Cancer survival rates improving across England

In collaboration with Adfero

Cancer survival rates have improved across England, according to two new reports from the Office for National Statistics (ONS).

But the reports also reveal that there are still gaps in survival, with patients from wealthy areas having a better chance of beating cancer than their poorer counterparts.

The two reports looked at adults diagnosed with cancer between 1991 and 2006 and followed their progress until 2007, providing one-year and five-year survival estimates for cancers of the oesophagus (foodpipe), stomach, bowel, lung, breast and cervix.

One report looked at data from different Cancer Networks; the other looked at survival rates across different Primary Care Trusts.

The first report on Cancer Networks showed that, between 1991-95 and 2001-06, one- and five-year relative survival from cancers of the foodpipe, stomach, bowel, lung and breast improved by three to ten percentage points.

However, regional disparities in survival did not decrease between 1991 and 2006.

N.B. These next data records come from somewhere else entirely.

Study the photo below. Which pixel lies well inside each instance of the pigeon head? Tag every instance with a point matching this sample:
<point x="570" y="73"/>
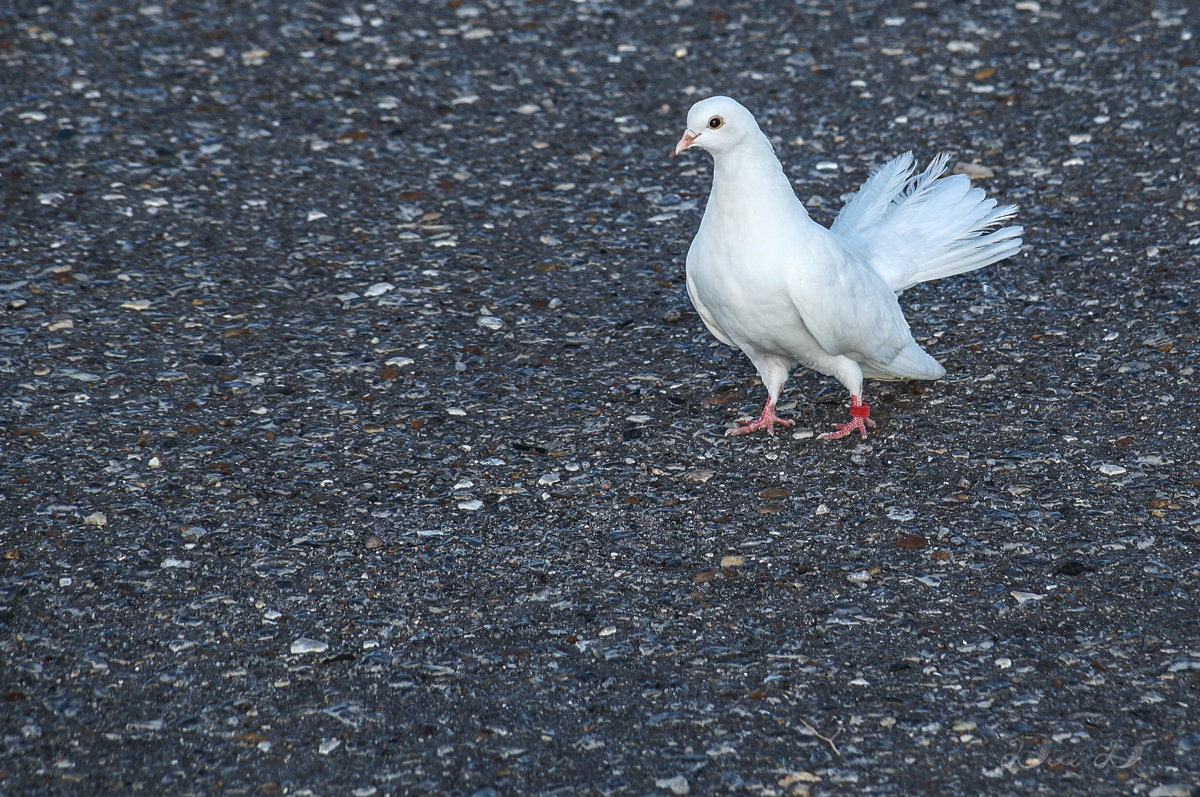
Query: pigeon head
<point x="718" y="125"/>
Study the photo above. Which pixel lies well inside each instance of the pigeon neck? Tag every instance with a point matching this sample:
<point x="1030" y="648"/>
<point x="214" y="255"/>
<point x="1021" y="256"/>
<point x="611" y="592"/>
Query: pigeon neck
<point x="751" y="174"/>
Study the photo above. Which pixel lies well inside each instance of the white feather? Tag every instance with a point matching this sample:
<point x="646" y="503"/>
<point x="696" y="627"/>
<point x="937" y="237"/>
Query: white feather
<point x="767" y="279"/>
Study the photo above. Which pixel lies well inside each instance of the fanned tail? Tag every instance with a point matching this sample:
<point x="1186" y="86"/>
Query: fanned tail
<point x="916" y="228"/>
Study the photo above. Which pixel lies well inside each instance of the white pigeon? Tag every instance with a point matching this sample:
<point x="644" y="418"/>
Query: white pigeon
<point x="786" y="291"/>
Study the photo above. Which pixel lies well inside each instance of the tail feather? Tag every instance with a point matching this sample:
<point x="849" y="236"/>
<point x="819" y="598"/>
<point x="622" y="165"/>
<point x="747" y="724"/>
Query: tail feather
<point x="915" y="228"/>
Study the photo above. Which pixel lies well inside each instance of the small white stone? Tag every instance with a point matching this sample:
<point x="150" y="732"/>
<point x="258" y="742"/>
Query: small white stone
<point x="1025" y="597"/>
<point x="677" y="785"/>
<point x="378" y="289"/>
<point x="305" y="645"/>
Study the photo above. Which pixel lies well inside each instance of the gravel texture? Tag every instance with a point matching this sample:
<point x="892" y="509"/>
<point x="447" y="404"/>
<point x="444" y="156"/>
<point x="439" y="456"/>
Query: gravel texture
<point x="358" y="437"/>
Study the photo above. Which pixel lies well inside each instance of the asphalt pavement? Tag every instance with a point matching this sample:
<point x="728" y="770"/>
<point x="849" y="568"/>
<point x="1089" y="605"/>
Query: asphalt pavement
<point x="358" y="437"/>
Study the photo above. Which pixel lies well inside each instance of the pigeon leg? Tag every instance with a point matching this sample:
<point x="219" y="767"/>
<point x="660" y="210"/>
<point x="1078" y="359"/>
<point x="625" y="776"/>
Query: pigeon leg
<point x="859" y="419"/>
<point x="767" y="420"/>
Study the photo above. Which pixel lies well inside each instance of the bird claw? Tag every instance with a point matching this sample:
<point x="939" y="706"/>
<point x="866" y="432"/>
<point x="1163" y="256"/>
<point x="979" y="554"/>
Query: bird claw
<point x="859" y="419"/>
<point x="767" y="420"/>
<point x="847" y="427"/>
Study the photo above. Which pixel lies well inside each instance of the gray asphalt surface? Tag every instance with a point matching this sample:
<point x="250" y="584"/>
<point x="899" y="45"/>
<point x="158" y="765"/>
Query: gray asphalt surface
<point x="358" y="437"/>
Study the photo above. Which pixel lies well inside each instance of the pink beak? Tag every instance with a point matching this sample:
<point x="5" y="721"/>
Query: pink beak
<point x="689" y="138"/>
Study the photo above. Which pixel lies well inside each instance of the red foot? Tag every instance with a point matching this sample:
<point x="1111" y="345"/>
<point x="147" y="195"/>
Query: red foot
<point x="859" y="419"/>
<point x="767" y="420"/>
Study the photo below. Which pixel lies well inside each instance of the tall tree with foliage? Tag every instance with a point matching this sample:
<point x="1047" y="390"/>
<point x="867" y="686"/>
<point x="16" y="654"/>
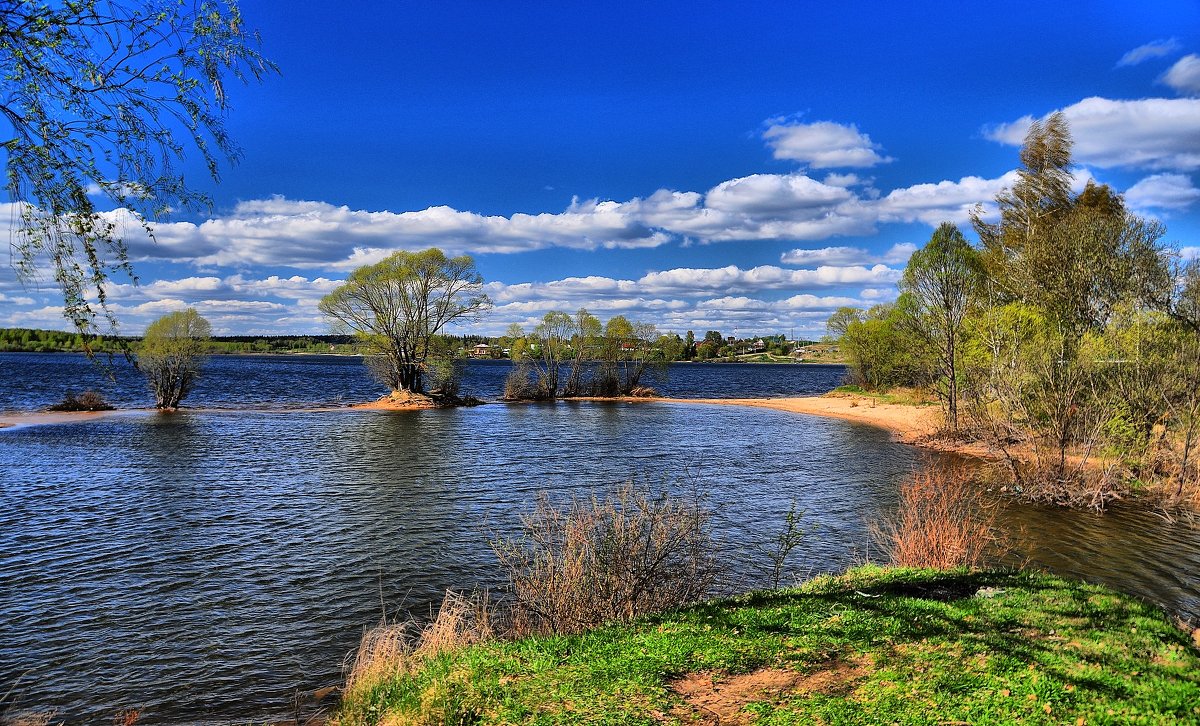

Data for 2001-06 revealed a difference of more than ten percentage points between the networks with highest and lowest one-year survival rates for cancers of the foodpipe, stomach, bowel and lung (women).

Commenting on the second report, Catherine Thomson, head of statistical information at Cancer Research UK, observed that it was one of the most detailed investigations to compare overall cancer survival rates across the whole of England.

She said: "These figures are encouraging and reinforce previous ones showing that in general cancer survival rates have significantly improved over the past 40 years.

"But this study also flags up certain areas, particularly those in the north of England and those which are generally deprived, that are consistently falling short of the national average.

"Late diagnosis of cancer could help explain some of this north-south divide and why the poorer areas tend to do worse. This could help highlight where efforts to promote early diagnosis could be best targeted to help save lives."